An open train car, with a mass of $2190 \mathrm{~kg}$, coasts along a horizontal track at the speed $2.79 \mathrm{~m} / \mathrm{s}$. The car passes under a loading chute and, as it does so, gravel falls vertically into it for $2.97 \mathrm{~s}$ at the rate of $457 \mathrm{~kg} / \mathrm{s}$. What is the car's speed $v_{\mathrm{f}}$ after the loading is completed? Ignore rolling friction.
\[
v_{\mathrm{f}}=
\]

Step 1 ：This problem involves the principle of conservation of momentum. The momentum before the gravel starts falling into the car is equal to the momentum after the gravel has fallen into the car.

Step 2 ：The initial momentum is the mass of the car times its velocity. The final momentum is the total mass (mass of the car plus the mass of the gravel) times the final velocity.

Step 3 ：We can set up the equation as follows: \(m_{car} * v_{initial} = (m_{car} + m_{gravel}) * v_{final}\)
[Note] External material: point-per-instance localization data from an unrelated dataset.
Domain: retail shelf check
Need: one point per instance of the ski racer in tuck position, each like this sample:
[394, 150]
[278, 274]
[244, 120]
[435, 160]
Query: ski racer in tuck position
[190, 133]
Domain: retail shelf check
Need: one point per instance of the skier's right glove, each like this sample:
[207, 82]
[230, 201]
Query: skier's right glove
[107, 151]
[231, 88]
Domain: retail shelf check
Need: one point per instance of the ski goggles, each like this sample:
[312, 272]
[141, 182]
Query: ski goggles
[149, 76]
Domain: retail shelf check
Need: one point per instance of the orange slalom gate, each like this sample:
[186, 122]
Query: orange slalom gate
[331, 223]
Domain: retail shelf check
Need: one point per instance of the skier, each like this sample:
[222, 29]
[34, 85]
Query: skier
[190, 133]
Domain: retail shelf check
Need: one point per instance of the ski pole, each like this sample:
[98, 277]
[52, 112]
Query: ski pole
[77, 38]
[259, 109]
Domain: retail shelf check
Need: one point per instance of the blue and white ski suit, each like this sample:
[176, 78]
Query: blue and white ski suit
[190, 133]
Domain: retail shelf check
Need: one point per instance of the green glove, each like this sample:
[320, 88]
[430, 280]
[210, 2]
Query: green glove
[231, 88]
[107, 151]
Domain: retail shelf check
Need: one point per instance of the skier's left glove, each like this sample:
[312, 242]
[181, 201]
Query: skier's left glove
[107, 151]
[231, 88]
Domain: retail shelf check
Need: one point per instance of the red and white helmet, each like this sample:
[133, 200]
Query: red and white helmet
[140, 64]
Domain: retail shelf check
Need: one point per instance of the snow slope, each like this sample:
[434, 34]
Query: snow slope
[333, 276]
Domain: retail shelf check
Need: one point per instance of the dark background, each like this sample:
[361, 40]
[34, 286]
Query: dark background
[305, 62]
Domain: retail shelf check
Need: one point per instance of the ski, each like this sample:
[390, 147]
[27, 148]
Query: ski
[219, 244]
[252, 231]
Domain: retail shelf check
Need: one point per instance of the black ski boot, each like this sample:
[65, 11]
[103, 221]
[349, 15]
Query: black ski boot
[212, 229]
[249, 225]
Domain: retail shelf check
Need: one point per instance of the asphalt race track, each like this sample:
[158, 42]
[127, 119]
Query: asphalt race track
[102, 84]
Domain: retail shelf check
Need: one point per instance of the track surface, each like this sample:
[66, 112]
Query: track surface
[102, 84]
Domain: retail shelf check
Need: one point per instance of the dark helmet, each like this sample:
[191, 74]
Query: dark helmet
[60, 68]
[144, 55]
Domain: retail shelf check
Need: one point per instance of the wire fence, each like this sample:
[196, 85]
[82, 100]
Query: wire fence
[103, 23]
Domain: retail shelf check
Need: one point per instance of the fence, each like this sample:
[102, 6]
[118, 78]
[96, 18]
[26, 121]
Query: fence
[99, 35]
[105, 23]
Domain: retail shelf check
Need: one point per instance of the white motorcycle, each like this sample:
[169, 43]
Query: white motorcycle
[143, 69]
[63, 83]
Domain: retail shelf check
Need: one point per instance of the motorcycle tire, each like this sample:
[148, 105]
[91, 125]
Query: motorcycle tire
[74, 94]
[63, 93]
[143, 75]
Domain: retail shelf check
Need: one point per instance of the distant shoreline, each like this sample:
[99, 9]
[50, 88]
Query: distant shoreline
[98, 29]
Step 4 ：Given that the mass of the car \(m_{car}\) is 2190 kg, the initial velocity \(v_{initial}\) is 2.79 m/s, the time \(t\) is 2.97 s, and the rate of gravel falling is 457 kg/s, we can calculate the mass of the gravel \(m_{gravel}\) as \(t * rate\), which equals 1357.29 kg.

Step 5 ：We can then substitute these values into the equation and solve for the final velocity \(v_{final}\).

Step 6 ：The final velocity \(v_{final}\) is approximately 1.72 m/s.

Step 7 ：Final Answer: The car's speed after the loading is completed is \(\boxed{1.72 \, \text{m/s}}\).